About This Project

Project Abstract

This project aims to generate "Artificial Intelligence in Chemical Reaction Design Discovery" (AICReDD) that predicts "the whole picture of the behavior of atoms" in chemical reactions and suggests useful and unknown chemical reactions one after another. This will be done by integrating technologies in computational chemistry, information science, and materials informatics. The following is an overview of “Artificial Intelligence in Chemical Reaction Design and Discovery” (AICReDD) this project envisions.

Development of Reaction Path Database

The foundation of AICReDD is a reaction path database based on quantum chemical calculations on computer. The reaction path database can be developed using the AFIR method implemented in GRRM, the world's first versatile quantum chemical calculation-based automated reaction path search program. The AFIR method exhaustively predicts the possible isomers of the chemical composition, the decomposition and formation pathways of each isomer, and the isomerization pathways between isomers based on the information of potential energy obtained by quantum chemical calculations from the input chemical composition. Using this method, we will run an automated reaction path search by feeding various chemical compositions and make a database from the resulting reaction paths. Further, a web-based data analysis platform will be built, where the obtained database can be shared and used for various purposes.

Graphical Abstract

Demonstration Experiments of Unknown Chemical Reactions Suggested by Reaction Path Database

We will also conduct experiments with chemical reactions suggested by the database. The chemical reaction database derived from quantum chemical calculations contains novel reactions that are beyond human knowledge; therefore, it is very valuable to actually experiment with and realize them. Our expectation is that some of these reactions will be innovative ones that will benefit humanity. Demonstration experiments also serve to combine real-life chemistry with the virtual database built solely on calculations.

Furthermore, a robotic system designed for organic synthesis will be introduced, which is expected to greatly increase the efficiency of experiments. In the second half of the project, we will also work on research to combine the AICReDD with the robotic system. In other words, a new system will be developed where the chemical reaction suggested by AICReDD is fed into the robotic system to conduct a series of experiments.

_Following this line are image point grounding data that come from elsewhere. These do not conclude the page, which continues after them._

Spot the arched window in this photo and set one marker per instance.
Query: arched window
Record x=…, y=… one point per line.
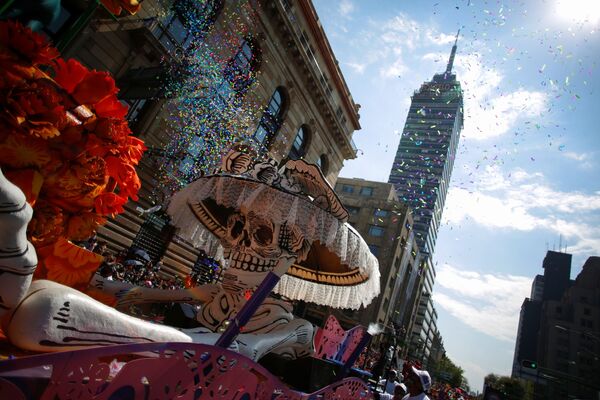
x=240, y=70
x=323, y=164
x=300, y=143
x=272, y=118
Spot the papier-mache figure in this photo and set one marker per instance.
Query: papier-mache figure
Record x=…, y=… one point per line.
x=268, y=219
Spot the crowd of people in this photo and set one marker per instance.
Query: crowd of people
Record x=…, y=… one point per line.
x=133, y=267
x=414, y=383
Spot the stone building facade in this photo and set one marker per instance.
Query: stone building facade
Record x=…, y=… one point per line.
x=269, y=58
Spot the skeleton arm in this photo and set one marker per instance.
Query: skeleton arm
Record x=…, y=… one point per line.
x=18, y=259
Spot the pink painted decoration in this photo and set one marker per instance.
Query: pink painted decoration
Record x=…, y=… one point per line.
x=155, y=371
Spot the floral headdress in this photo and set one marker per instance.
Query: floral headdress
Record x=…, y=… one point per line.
x=65, y=142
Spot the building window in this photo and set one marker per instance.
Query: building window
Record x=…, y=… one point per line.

As a sub-project, we will also attempt to use the robotic system to remotely conduct a part (or most) of our experimental chemical research. This will revolutionize the management style of experimental chemistry laboratories during the epidemic of COVID-19.

Building a System Which Selects Calculation Targets and Automatically Grows the Database

To attain the above goals, how to select the chemical composition for calculation will determine the value of the database. In the first half of the project, organic chemists with extensive knowledge of chemistry will select calculation targets. However, in order for the AICReDD to be truly practical, data diversity is the key. In other words, we need a system to systematically select calculation targets from a vast chemical space, which is too large to tackle with a simple approach. Our project will resolve this challenge by using combinatorial optimization technique. Ultimately, we will develop a system to grow the database by itself, where the next calculation targets are selected automatically. Building a System Which Makes Proposals of Social Needs Finally, the following question needs to be answered: what should we suggest from the database? The answer should be based on an overall assessment of various factors such as the inclusion of novel chemical transformations, easy availability of raw materials, and high value of products, etc. Therefore, we aim to build a system making proposals that meet social needs by using technologies like machine learning and referring to catalogs of known reactions and source molecules.

Into a New Realm of Prediction and Control

In addition to the above objectives, we will work on refining and generalizing the element technologies such as the automated reaction path search method and combinatorial optimization technique, which are the bases of this project.

We envision a future when "chemistry" will evolve from a study mainly relying on trial-and-error method into a new discipline that can afford prediction and control. Then, it will be possible to customize molecules that will be used as the building blocks of pharmaceuticals and devices. Our hope is that the AICReDD generated by this project will serve as the foundation for such a future.